I'm not into the spiritual aspect of yoga, I'm just in it for the stretching. (I know, I know, white people like yoga, but so do my tendons.) Perhaps this is hypocritical, but I'm hoping this is mitigated by the fact that I'm doing it quietly in the privacy of my own home without making any spiritual claims. I doubt even the Vatican would mind if people spent some time going sit-stand-kneel-stand-sit in the privacy of their own homes. At any rate, my point is that when the yoga lady on TV is talking about the spiritual aspects, I'm usually off googling something, waiting for the stretching to start.

But today something she said piqued my interest. I don't have an exact quote because I was only half listening, but she said something to the effect that if you find yourself thinking bad thoughts you should replace them with good thoughts, in order to achieve a state of bliss. And apparently in yoga, pushing away bad thoughts and thinking good thoughts and achieving bliss are all a good thing spiritually.

Now this is interesting to me, because I've been deliberately trying to do this for the past few months. I'm not doing this for any grand spiritual reason, I'm just doing it because it makes my life easier. It was the complete opposite of a diligent virtuous New Year's resolution to buckle down and start living life perfectly - it was a resolution to practically embrace my flaws and in fact live them even more enthusiastically, not even trying to do stuff I find hard. It was an anti-resolution specifically designed to fly in the face of what resolutions usually do. So I was very surprised to see something similar as part of a legitimate religious/spiritual thing.

The thing is though, as I've been aggressively pushing away my bad thoughts, Catholic guilt and Protestant work ethic have been teaming up to make me feel guilty for doing so. (It's amazing what you can do if you put aside your historical differences and work together!) Most of my bad thoughts are the result of bona fide personal failings, so I feel like by pushing them away I'm shirking the deserved punishment for my failings. I fucked that thing up and I should know better so I should be agonizing over it and replaying the most cringe-worthy moments in my head, not thinking about the wonders of the human tongue or laughing at the latest thing on YouTube.

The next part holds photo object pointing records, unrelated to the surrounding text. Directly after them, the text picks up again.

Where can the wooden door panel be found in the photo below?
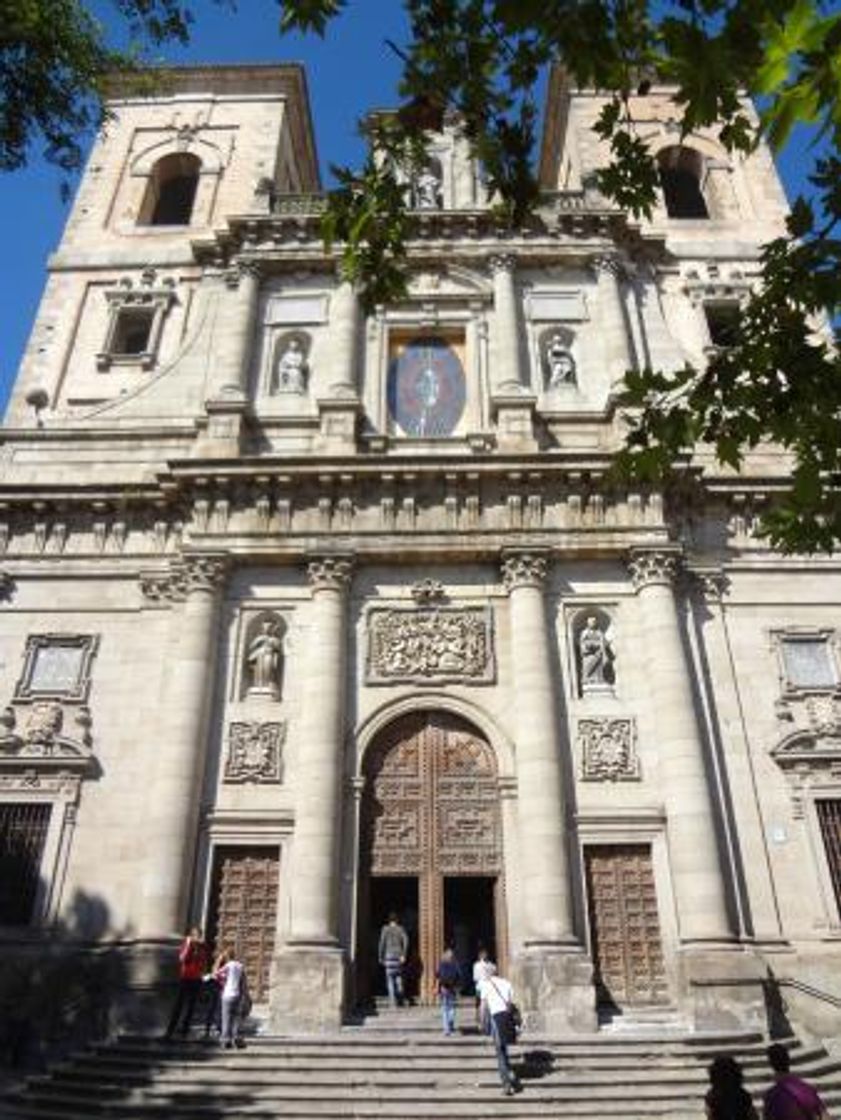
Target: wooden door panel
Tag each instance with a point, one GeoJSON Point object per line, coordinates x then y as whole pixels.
{"type": "Point", "coordinates": [244, 908]}
{"type": "Point", "coordinates": [624, 924]}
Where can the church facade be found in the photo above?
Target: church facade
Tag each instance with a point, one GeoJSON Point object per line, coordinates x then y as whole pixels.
{"type": "Point", "coordinates": [310, 616]}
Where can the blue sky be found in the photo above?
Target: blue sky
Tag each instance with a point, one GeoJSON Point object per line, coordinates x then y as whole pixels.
{"type": "Point", "coordinates": [349, 72]}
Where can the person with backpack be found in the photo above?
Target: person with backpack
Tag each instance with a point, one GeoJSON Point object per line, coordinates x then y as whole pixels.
{"type": "Point", "coordinates": [498, 995]}
{"type": "Point", "coordinates": [448, 976]}
{"type": "Point", "coordinates": [790, 1098]}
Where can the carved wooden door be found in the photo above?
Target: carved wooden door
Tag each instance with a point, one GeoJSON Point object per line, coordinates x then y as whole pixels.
{"type": "Point", "coordinates": [624, 925]}
{"type": "Point", "coordinates": [244, 910]}
{"type": "Point", "coordinates": [431, 809]}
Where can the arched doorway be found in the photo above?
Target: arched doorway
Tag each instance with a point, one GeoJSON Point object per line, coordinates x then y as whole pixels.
{"type": "Point", "coordinates": [430, 846]}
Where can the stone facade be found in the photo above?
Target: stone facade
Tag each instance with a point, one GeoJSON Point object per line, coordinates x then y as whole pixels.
{"type": "Point", "coordinates": [268, 554]}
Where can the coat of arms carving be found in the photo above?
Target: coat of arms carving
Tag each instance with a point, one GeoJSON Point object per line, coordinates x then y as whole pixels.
{"type": "Point", "coordinates": [436, 644]}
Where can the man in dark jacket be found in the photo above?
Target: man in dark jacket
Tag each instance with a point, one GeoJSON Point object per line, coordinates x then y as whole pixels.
{"type": "Point", "coordinates": [393, 949]}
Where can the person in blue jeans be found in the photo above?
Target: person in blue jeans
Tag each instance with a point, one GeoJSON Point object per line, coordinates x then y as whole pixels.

So I was thinking about this and googling around it, and I found that some people actually consider this to be a xian principle too. They tend to cite Romans 12:21, which says "Do not be overcome by evil, but overcome evil with good." Now to me this says "Do good things instead of bad things" and if you google neutrally for interpretations of the verse the general consensus agrees with my interpretation, but I did find a number of different sources citing this verse as evidence that when you find yourself thinking bad thoughts you should think good thoughts instead. So this suggests that somewhere out there, there are xians who would applaud me for rejecting my guilt in favour of happier thoughts.

Of course, I think what the ancient yogis (or St. Paul for that matter) had in mind was that I should use the sheer strength of my mental discipline to push the bad thoughts out of my mind and meditate on the beauty of the lily or something. I don't know if they would quite approve of my technique of eating white chocolate and dancing around the apartment singing along to Nugget (warning: shitloads of swear words) at the top of my lungs.

3 comments:

L-girl said...

" Catholic guilt and Protestant work ethic have been teaming up to make me feel guilty for doing so. (It's amazing what you can do if you put aside your historical differences and work together!) "

Excellent, I love it. Very interesting post.

Most people I know who do yoga have no spiritual component to it. Or at least none they cop to.

impudent strumpet said...

My understanding is that it's an important part of Hinduism, but the physical part is very small compared with the spiritual aspect and intended as an integral part of the spiritual aspect. So I'm always a bit cautious because doing yoga just for the stretching seems a bit like going to mass just because you like the taste of the eucharist or something.

L-girl said...

I think the physical practice of yoga got disconnected from any Hindu spiritual practice long ago. Like meditation not being specifically Buddhist - they can be linked, but you can do one without the other, and lots of people do. I think you can proceed without caution (or guilt).